The Iraqi Impasse
Unbeknownst to you, dear reader, quarantined in the shelter of your home, is that about seven thousand miles away, in Iraq, there exist a throng of apoplectic protesters refusing to return to the sanctuary of their homes because they have yet to triumph in a battle; a battle against systemic corruption, sectarian auspices, and political bartering. A battle they do not intend to lose.
Fatigued by the clandestine operations of foreign powers and furious with the corrupt web of patronage within their government, Iraqis took to the streets in October 2019 to voice their indignation. What began as a cry for better services and a termination of corruption morphed into a sweeping rejection of the system. As protesters continue to congregate despite the COVID-19 curfews, it remains unlikely that their demands will be met.
THE BACKSTORY
In September 2019, Prime Minister Adel Abdul Mahdi, with his lips zipped stubbornly shut, demoted the Iraqi citizen’s beloved commander of elite counterterrorism forces to the Department of Ministry. The controversial decision ignited allegations of purging a coalition that threatened Iranian-backed politicians. As social media platforms erupted with criticism, the popular uprising quickly ballooned into a major threat to Iraqi leadership, rattling the political elite.
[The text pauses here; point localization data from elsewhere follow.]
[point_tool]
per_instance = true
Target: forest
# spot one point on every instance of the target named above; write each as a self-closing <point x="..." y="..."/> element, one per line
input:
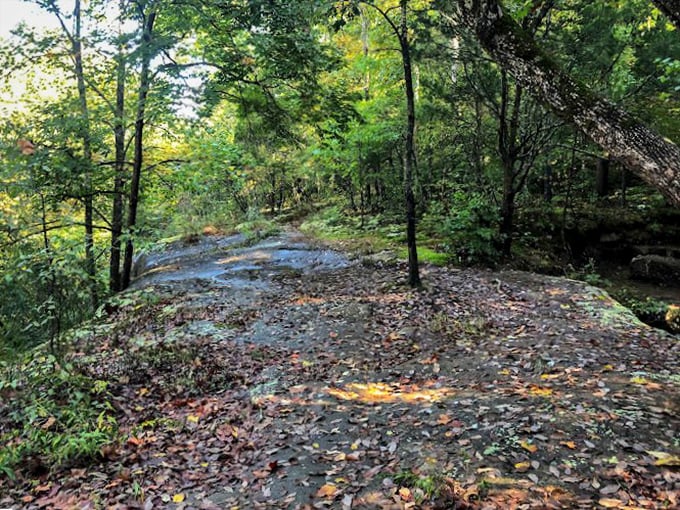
<point x="433" y="165"/>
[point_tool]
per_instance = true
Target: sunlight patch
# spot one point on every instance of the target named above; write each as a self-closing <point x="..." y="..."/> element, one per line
<point x="388" y="393"/>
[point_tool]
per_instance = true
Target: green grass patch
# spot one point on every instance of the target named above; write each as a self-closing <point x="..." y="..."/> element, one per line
<point x="427" y="256"/>
<point x="51" y="416"/>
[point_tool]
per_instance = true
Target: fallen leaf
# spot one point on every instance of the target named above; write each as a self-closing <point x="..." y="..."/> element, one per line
<point x="443" y="419"/>
<point x="522" y="466"/>
<point x="327" y="491"/>
<point x="528" y="446"/>
<point x="405" y="494"/>
<point x="611" y="503"/>
<point x="609" y="489"/>
<point x="48" y="424"/>
<point x="665" y="459"/>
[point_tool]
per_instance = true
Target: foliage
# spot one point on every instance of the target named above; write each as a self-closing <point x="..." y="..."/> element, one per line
<point x="42" y="294"/>
<point x="467" y="227"/>
<point x="51" y="416"/>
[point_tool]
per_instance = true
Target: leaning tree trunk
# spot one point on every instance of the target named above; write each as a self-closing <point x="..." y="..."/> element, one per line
<point x="144" y="82"/>
<point x="75" y="39"/>
<point x="655" y="159"/>
<point x="115" y="277"/>
<point x="670" y="8"/>
<point x="410" y="155"/>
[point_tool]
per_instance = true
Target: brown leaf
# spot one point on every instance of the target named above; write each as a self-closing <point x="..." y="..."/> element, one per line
<point x="611" y="503"/>
<point x="327" y="491"/>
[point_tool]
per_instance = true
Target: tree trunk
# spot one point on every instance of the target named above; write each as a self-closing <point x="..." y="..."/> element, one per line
<point x="409" y="155"/>
<point x="115" y="277"/>
<point x="670" y="8"/>
<point x="76" y="46"/>
<point x="652" y="157"/>
<point x="602" y="178"/>
<point x="144" y="82"/>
The government’s violent response towards civilians has induced a moral uproar. Rebels are already vexed by the siphoning off of oil revenues to the upper echelons of society, leaving little for education, job creation, and infrastructure. PM Mahdi resigned on November 29, 2019, but the ensuing ethno-sectarian division between the parliamentary blocs has paralyzed the legislature.
A TRIP BACKSTAGE
While Iraq has been maturing as a democracy, the political dynamism of the system functions much like a nondemocracy. As in nondemocratic regimes, corruption becomes a feature of the market, a means to appease the leader’s allies to maintain his own power. Other than corruption, the ruler resorts to taxation, foreign aid, or revenues from natural resources (in Iraq’s case, oil). This philosophy is one of the many in Bueno de Mesquita and Alastair Smith’s The Dictator’s Handbook. In a nutshell, their Machiavellian analysis of political systems is that good policy need not mean good politics.
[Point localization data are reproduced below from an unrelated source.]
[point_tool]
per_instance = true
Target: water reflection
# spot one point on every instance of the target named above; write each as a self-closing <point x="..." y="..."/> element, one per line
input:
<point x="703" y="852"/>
Iraq’s leaders have kept the elite satisfied by taking from the Iraqi people, but this corruption has become so rampant that it has pushed the population beyond its tipping point. The uprising has been fueled by the prospect that civilians have so little to lose that they are undeterred by the possibility of punishment. Perpetrator research can provide the rationale behind how a country’s own security forces can turn their backs on their own citizens—in light of the stunning momentum of the recent uprisings, courts have labeled violent suppression as “acts of counterterrorism” to justify the killing and maiming of rebels. Popular uprisings, however, remain unsuccessful without the support of some kind of elite or foreign power, which the Iraqi citizens do not have.
BACK TO THE FUTURE
Mahdi is currently back in office as a “volunteer absentee” managing governmental affairs until a new government is formed. With the current coronavirus pandemic coupled with a sharp decline in oil prices threatening to increase the country’s budget deficits, and Mahdi’s de facto continuation of power bringing the Iraqi protests to an all-time high, Iraq currently teeters at a critical political precipice. Demonstrators in Tahrir square declared that they will accept any leader except Mahdi and allow for enough time for the new candidate to implement their manifesto of systemic changes.
COME BACK HOME, AMERICA?
Ever since the rise of the Islamic State (or ISIS), U.S. troops have utilized the Arab state as a tool to promulgate its anti-Iran sentiments, reflective in confrontational Trumpian foreign policy. In light of the recent protests, U.S. embassies in Iraq have faced attacks from Iran-backed Popular Mobilization Forces (PMF), and the assassination of Qasem Soleimani has only amplified anti-American sentiments.
While the United States should not remain in Iraq long-term, sudden withdrawal is not the answer either. The U.S. should take the opportunity to profit off of continued engagement and adopt a more diplomatic policy towards Iraq by helping to stabilize the unconsolidated democracy through investment, trade and scientific exchange. If history, like the Marshall Plan 70 years ago, has taught us anything, it is that sidelining the need for primacy and focusing on rebuilding the fractured political system will serve as a much better use of U.S. power in the long run.
CONCLUSION
While the outside world is battling a panic of an unknown degree, the Iraqi people are battling a world of panic inside themselves. Think back to the wounded rebel, the threatened politician, or the homesick U.S. soldier.
Feels pretty good to be the reader, doesn’t it?